Hey all,
I randomly selected the selected the Blogging card which 'was meant to be' as this was my goal.ha
It has been interesting to learn that Blogging is a tool that helps you create your own personal web space and publish to the internet as often as you like without needing to know computer programming. Blogs can be used to provide news on a particular subject or as a personal online diary. Blogging can be a great way to communicate and/or collaborate as it provides opportunities for visitors to leave comments.
It has been great to have a look at some sites that were on the back of the card.
This is something I'd like to share with you that I found on http://www.epotential.education.vic.gov.au/- (this site also has ways that teachers are using blogging within their classroom.
10 ways to motivate students to
blog…
1. Hook them in.
Post a powerful provocation to
get them thinking. Get them to respond as a comment. Use photos, artwork, video
clips. Suggest a thinking routine to scaffold responses. eg ‘Connect,
Extend, Challenge‘ or ‘See,
Think,Wonder’. Ask powerful, engaging questions about big ideas and accept
all kinds of responses. Sam
Sherratt’s class blog is a great example.
2. Freedom of choice.
Allow choice. Encourage students
to write about what matters to them. Don’t expect everyone to write about the
same thing at the same time in a uniform way. Encourage creativity rather than
compliance. (I love this point. I struggled initally with the idea of set tasks
vs student choice. While it sometimes bothers me that some of my students won’t
post great classwork because it doesn’t fit with their own view of their blog,
if I look at the bigger picture, it makes their blogs more authentic and
relevant to them. (Mitch)
3. Don’t over correct.
Ed: Actually the jury’s out on
this one. Some say blog posts should be final draft pieces, with spelling and
grammar correct. I tend to disagree. I’d allow students to express their
opinions, grow their thinking, be creative… but I may be wrong! Mitch: My
general rule on this one is if the work is an assigned class task, I expect
students to have thoroughly checked the accuracy of their spelling and grammar.
If it is a personal interest piece written in their own time (most of what
makes up their blogs) then I am happy as long as it all makes reasonable sense.
4. Help provide an authentic
audience.
Share student blogs with other teachers
at your school. Invite parents and grandparents to comment. A comment from a
grandmother interstate, a cousin overseas or a teacher from a school on another
continent is a powerful motivator for students. Tell your online PLN about
them. Add a Clustrmaps widget showing global visitors.
5. Model good writing.
Blogging is writing. Share your
own blog with your students. Write posts that model the sort of writing you’d
like them to produce. John Spencer
writes beautifully. So do his students at Social Voice!
6. Encourage different modes of
expression.
Blogging isn’t only writing.
Encourage creativity. Students might create videos, images or cartoons and post
them. Great examples here from David
Mitchell’s class blog.
7. Make global connections.
Students love to hear what their
peers think. Help them connect with both an in-school and an online PLN.
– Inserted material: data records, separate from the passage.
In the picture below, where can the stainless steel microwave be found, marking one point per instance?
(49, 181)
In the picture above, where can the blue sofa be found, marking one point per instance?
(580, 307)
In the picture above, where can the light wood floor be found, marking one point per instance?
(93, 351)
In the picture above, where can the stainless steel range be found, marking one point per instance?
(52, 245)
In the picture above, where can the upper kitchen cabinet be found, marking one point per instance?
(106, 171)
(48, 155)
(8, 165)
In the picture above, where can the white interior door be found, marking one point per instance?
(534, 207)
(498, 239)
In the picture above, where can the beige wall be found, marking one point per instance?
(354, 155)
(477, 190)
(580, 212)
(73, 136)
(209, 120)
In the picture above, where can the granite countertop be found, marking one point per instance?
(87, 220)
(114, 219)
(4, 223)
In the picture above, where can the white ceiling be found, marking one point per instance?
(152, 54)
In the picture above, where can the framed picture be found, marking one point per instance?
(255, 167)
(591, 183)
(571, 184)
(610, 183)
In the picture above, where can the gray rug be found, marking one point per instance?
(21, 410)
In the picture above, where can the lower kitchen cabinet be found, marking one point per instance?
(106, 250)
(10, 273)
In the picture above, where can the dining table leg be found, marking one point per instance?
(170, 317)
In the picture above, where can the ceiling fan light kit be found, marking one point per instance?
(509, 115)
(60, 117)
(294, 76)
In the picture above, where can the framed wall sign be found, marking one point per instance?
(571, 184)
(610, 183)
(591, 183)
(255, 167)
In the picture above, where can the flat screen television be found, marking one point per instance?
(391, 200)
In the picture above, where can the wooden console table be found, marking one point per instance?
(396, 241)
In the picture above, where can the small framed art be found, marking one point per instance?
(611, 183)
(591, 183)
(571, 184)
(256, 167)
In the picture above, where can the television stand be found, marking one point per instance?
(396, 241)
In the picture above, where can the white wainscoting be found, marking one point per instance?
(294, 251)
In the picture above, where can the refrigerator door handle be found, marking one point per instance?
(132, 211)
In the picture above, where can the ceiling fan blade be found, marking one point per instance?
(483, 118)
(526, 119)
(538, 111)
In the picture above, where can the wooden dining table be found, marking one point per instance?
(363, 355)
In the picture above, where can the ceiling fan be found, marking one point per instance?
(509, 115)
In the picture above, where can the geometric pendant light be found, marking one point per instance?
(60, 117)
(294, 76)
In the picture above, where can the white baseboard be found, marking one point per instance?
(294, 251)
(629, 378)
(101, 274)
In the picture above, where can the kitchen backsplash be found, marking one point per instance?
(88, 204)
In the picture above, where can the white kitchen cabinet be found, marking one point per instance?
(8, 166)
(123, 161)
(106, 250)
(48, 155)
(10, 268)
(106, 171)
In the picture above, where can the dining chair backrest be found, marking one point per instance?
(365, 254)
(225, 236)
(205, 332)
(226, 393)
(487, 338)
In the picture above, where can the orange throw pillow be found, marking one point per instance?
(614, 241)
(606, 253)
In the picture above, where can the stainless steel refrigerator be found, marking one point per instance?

Collaborate with classes in other countries. Read about Australian Kath McGeady’s collaboration
with a class in the US. Their Uganda
project is inspiring! And have you seen the Alice Project, where ‘Three
10th-grade Honors English classes tumble down the rabbit hole to discover
Alice’s journey first-hand’?
8. Encourage students to support
each other.
Who doesn’t get a kick out of
working together to solve a problem? Students love to show each other how to
use that photo of their artwork to make a Jigsaw Planet, or record their speech
as a podcast for their blog. If they have the skills, let them share them! (I
love this one. ‘Kids showing kids’ is much more effective than teacher as boss
of learning! -Ed)
9. Let them own it.
The theme. The widgets. The blog
name. The posts. Kids love to take full control and place their own stamp on
their patch of online space. Mitch
Squires’ Year 3 student, Emily blogs here.
10. The power of embedding.
Help students master embedding
web 2.0 and multimedia tools. They’ll be empowered to experiment and include an
almost endless range on their blogs. See Steve Davis’s middle
school English class understandings of text, expressed through different
media.
WOW!! Karina this is a very informative find. Well done. When I was having a read through, I keep thinking that this is great for blogging, but also underpins a lot of what we do as classroom teachers.
ReplyDeleteTotally agree!Thanks
DeleteWelcome Karina! This is a great review. And see blogging is not as daunting as you thought. Thanks for your very informative review.
ReplyDeleteI agree Mads! It does underpin what we do in classrooms. This was great information to share with the group.